Haika Grossman
1919 - 1993
Leading resistance fighter during the Holocaust; senior politician in the Israeli Knesset.
Born in Bialystok (Poland), Haika Grossman joined the Zionist youth movement ha-Shomer haTzaʿir and became a member of its central committee. The Nazis invaded in 1941, and Grossman moved secretly between ghettos across Poland, smuggling weapons, organizing hiding places, and liaising with the Polish resistance groups and Soviet partisans. After the war, she was awarded the Gruenwald Cross for valor, and moved to Warsaw, where she was elected to the Central Committee of Polish Jews.

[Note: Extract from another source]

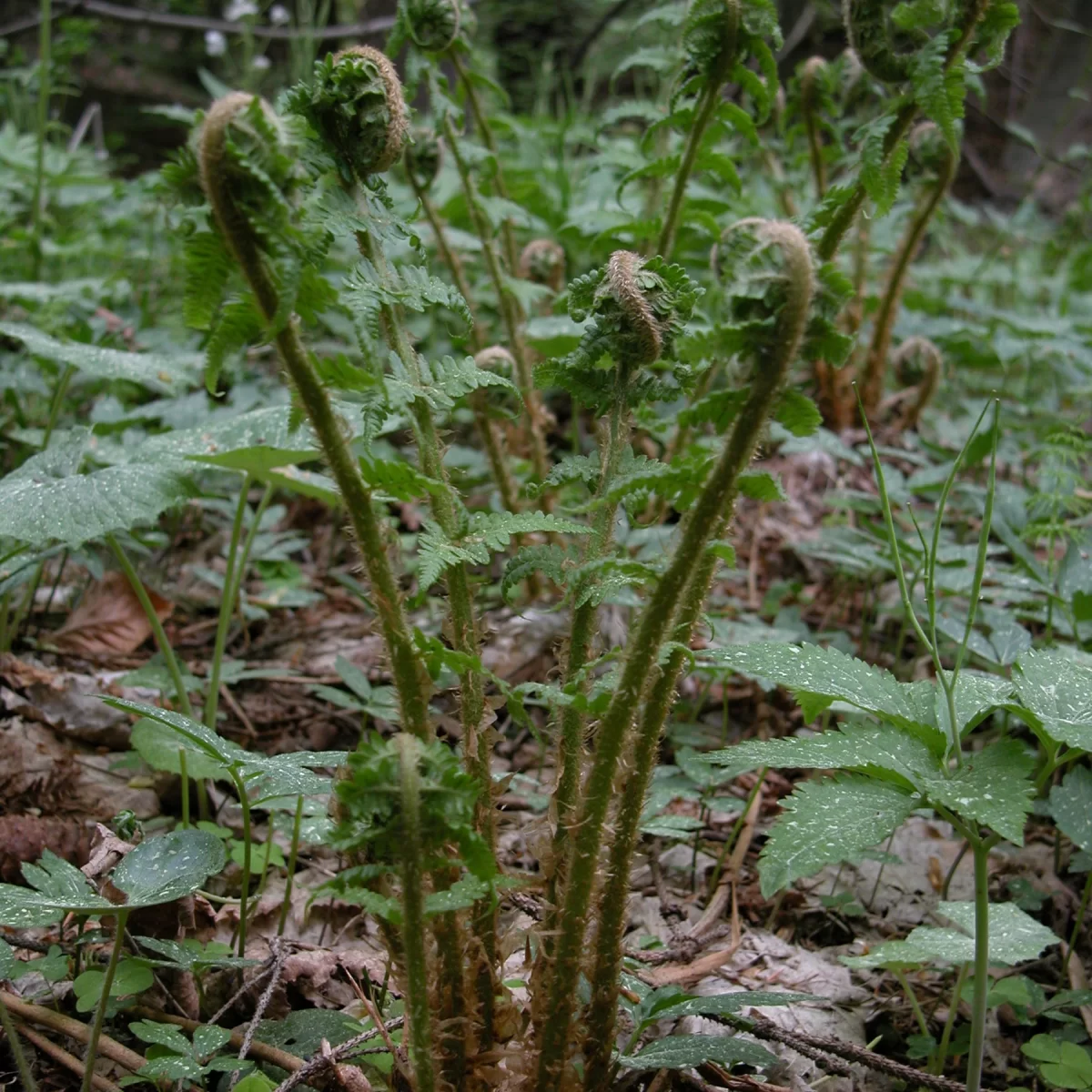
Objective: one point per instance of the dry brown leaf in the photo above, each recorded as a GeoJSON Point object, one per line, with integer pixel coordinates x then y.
{"type": "Point", "coordinates": [1078, 980]}
{"type": "Point", "coordinates": [109, 621]}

At the beginning of the Arab - Israeli War of 1948, Grossman emigrated to a kibbutz in Israel and became head of the Gaʾaton Regional Council, concentrating on refugee relief. Elected four times to the Knesset, she served first for the Maʿarach Party and later chaired the MAPAM faction. Grossman turned the Public Services Committee into one of the most important Knesset committees, introducing legislation across a spectrum of social issues, and was a forthright critic of Israeli government policy towards the Palestinians. She supported cooperation between Arabs and Jews in Israel throughout her career, and in the 1980s she founded the dialogue and education center Givʿat Haviva. Grossman was also a member of the unofficial international war crimes tribunal established in protest against the Vietnam War in 1967.
Bibliography
Grossman, Haika. The Underground Army: Fighters of the BialystokGhetto. New York: Holocaust Library, 1987.